# 07 PyTorch Experiment Tracking

Machine learning is very experimental.

In order to figure out which experiment are worth pursuing, that's where **experiment tracking** comes in, it help you to figure out what doesn't
work so you can figure out what does work


In this notebook, we're going to see an example of programmatically tracking experiments

Resources:
* Book version of notebook: https://www.learnpytorch.io/07_pytorch_experiment_tracking/
* Extra-curriculum: https://madewithml.com/courses/mlops/experiment-tracking/

In [1]:
import torch
import torchvision


In [2]:
# Setup device agnostic code
device = "cuda" if torch.cuda.is_available() else "cpu"
device

'cpu'

In [3]:
def set_seed(seed: int= 42):
  """Sets random sets for torch operations.

   Args:
      seed (int, optional): Random seed to set. Default to 42.
  """

  # Set the seed for general torch operations
  torch.manual_seed(42)

  # Set the seed for CUDA torch operations (ones that happen on the GPU)
  torch.cuda.manual_seed(42)

In [4]:
set_seed()

## 1. Get data

Want to get pizza, steak, sushi images.

So we can run experiments building FoodVision Mini and see which models performs best.

In [5]:
import zipfile
import os
import requests

from pathlib import Path

def download_data(source: str,
                  destination: str,
                  remove_source: bool = True
                  ) -> Path:
    """Download the zipped dataset from source and unzips to destination."""

    # Setup path to data folder
    data_path = Path("data/")
    image_path = data_path / destination

    # If the image folder doesn't exist create it
    if image_path.is_dir():
      print(f'[INFO] {image_path} directory already exists, skipping download')
    else:
      print(f"[INFO] Did not find {image_path} directory, creating one...")
      image_path.mkdir(parents=True, exist_ok=True)

      # Download the target data
      target_file = Path(source).name

      with open(data_path / target_file, "wb") as f:
        request = requests.get(source)
        print(f"[INFO] Downloading {target_file} from {source}...")
        f.write(request.content)

      # Unzip target file
      with zipfile.ZipFile(data_path / target_file, 'r') as zip_ref:
        print(f"[INFO] Unzipping {target_file} data...")
        zip_ref.extractall(image_path)

      # Remove .zip file if needed
      if remove_source:
        os.remove(data_path/ target_file)

    return image_path

In [6]:
image_path = download_data(source = "https://github.com/anuragsingh17ai/Deep-Learning/raw/main/data/pizza_steak_sushi.zip",
                           destination = "pizza_steak_sushi")

[INFO] Did not find data/pizza_steak_sushi directory, creating one...
[INFO] Downloading pizza_steak_sushi.zip from https://github.com/anuragsingh17ai/Deep-Learning/raw/main/data/pizza_steak_sushi.zip...
[INFO] Unzipping pizza_steak_sushi.zip data...


## 2. Create Datasets and DataLoaders

### 2.1 create DataLoaders with manual transforms

The goal with transform is ensure your custom data is formatted in a reproducible way as well as way that suit pretrained models.

In [34]:
try:
  from torchinfo import summary
  print("torchinfo found !.. skipping install")
except:
  print("Installing torchinfo...")
  !pip install torchinfo

try:
  from going_modular import data_setup, engine
  print('going_modular is already present!
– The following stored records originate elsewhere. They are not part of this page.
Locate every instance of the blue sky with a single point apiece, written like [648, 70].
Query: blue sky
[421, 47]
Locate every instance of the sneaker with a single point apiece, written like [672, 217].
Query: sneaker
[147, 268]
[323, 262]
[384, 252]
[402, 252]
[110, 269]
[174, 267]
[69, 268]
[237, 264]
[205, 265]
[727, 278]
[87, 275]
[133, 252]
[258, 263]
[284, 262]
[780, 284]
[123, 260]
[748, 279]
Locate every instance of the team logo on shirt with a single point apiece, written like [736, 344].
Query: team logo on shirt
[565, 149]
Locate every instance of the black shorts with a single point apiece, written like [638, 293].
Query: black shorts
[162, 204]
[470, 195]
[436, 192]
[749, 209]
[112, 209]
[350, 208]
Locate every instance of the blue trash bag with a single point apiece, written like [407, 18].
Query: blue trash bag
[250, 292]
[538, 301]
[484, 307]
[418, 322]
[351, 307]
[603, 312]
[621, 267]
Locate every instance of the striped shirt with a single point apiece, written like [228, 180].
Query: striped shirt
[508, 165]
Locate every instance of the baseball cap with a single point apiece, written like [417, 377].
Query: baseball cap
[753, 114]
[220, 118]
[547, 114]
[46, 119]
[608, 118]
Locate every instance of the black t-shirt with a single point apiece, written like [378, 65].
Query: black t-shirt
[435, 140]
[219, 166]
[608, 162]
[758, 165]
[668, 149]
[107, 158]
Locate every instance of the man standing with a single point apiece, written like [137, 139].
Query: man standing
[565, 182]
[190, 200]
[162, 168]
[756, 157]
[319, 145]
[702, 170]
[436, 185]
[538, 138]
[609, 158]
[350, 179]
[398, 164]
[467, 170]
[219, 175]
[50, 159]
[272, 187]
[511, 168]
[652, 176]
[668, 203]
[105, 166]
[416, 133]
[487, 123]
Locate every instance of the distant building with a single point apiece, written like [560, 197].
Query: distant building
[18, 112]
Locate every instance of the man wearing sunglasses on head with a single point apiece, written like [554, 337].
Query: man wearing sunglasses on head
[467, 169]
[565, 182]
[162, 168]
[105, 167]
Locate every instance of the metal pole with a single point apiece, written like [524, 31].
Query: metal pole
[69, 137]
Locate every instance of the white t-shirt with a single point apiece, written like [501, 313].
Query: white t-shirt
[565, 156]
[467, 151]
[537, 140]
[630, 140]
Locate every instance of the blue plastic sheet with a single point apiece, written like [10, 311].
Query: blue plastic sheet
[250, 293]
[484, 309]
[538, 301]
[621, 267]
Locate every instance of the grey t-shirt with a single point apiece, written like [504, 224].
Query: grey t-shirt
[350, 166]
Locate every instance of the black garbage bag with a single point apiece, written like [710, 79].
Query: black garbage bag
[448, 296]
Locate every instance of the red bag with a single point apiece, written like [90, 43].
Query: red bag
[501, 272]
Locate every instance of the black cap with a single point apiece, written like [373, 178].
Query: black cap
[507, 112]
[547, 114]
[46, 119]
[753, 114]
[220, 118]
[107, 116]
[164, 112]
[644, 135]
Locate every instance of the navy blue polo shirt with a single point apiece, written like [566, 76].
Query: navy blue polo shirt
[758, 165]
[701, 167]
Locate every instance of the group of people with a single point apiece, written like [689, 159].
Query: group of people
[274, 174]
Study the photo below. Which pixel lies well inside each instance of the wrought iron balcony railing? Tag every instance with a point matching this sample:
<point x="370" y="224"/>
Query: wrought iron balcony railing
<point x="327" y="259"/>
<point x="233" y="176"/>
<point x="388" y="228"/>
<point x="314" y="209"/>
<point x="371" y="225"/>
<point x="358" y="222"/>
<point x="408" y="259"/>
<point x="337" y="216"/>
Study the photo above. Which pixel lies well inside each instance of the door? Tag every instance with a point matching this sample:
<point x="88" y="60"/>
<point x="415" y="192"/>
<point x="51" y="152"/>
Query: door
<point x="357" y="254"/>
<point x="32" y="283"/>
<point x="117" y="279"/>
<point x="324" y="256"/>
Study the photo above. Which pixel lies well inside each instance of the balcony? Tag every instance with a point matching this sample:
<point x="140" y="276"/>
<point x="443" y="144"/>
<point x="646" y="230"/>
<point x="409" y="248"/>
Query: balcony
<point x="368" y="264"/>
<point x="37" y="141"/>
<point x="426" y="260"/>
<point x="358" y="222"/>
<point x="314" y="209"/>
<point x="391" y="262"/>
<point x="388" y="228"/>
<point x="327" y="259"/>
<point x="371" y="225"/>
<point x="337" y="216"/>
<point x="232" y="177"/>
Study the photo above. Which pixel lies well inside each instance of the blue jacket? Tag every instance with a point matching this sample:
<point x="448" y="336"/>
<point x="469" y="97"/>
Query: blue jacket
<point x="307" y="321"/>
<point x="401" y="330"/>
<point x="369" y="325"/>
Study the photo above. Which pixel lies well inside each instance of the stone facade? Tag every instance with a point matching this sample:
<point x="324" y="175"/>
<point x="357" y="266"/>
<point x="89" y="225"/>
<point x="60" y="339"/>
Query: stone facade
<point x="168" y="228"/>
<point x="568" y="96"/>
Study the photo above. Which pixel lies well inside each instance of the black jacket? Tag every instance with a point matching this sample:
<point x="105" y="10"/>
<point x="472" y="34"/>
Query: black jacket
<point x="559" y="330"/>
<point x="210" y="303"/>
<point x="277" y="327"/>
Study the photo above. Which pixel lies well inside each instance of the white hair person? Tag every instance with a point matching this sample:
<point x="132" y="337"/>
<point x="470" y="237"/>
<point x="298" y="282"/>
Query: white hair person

Skipping download...')
except:
  print("[INFO] Couldn't find going_modular script... downloading them from Github")
  !git clone https://github.com/anuragsingh17ai/Deep-Learning.git
  !mv Deep-Learning/going_modular .
  !rm -rf Deep-Learning
  from going_modular import data_setup, engine

Installing torchinfo...
Collecting torchinfo
  Downloading torchinfo-1.8.0-py3-none-any.whl (23 kB)
Installing collected packages: torchinfo
Successfully installed torchinfo-1.8.0
going_modular is already present! Skipping download...


In [10]:
# Setup directories
train_dir = image_path / "train"
test_dir = image_path / "test"

test_dir, train_dir

(PosixPath('data/pizza_steak_sushi/test'),
 PosixPath('data/pizza_steak_sushi/train'))

In [13]:
# Setup ImageNet normalization levels
from torchvision.transforms import v2
from torchvision import datasets

manual_transforms = v2.Compose([
                                v2.Resize(224,224),
                                v2.ToImage(),
                                v2.ToDtype(torch.float),
                                v2.Normalize(mean=[0.485, 0.456,0.406],
                                             std = [0.229, 0.224, 0.225]
                                             )
                                ])


print(f"Manually created transfoms: {manual_transforms}")

#Create DataLoaders
from going_modular import data_setup
train_dataloader, test_dataloader, class_names  = data_setup.create_dataloaders(train_dir = train_dir,
                                                                                test_dir=test_dir,
                                                                                transform = manual_transforms,
                                                                                batch_size = 32)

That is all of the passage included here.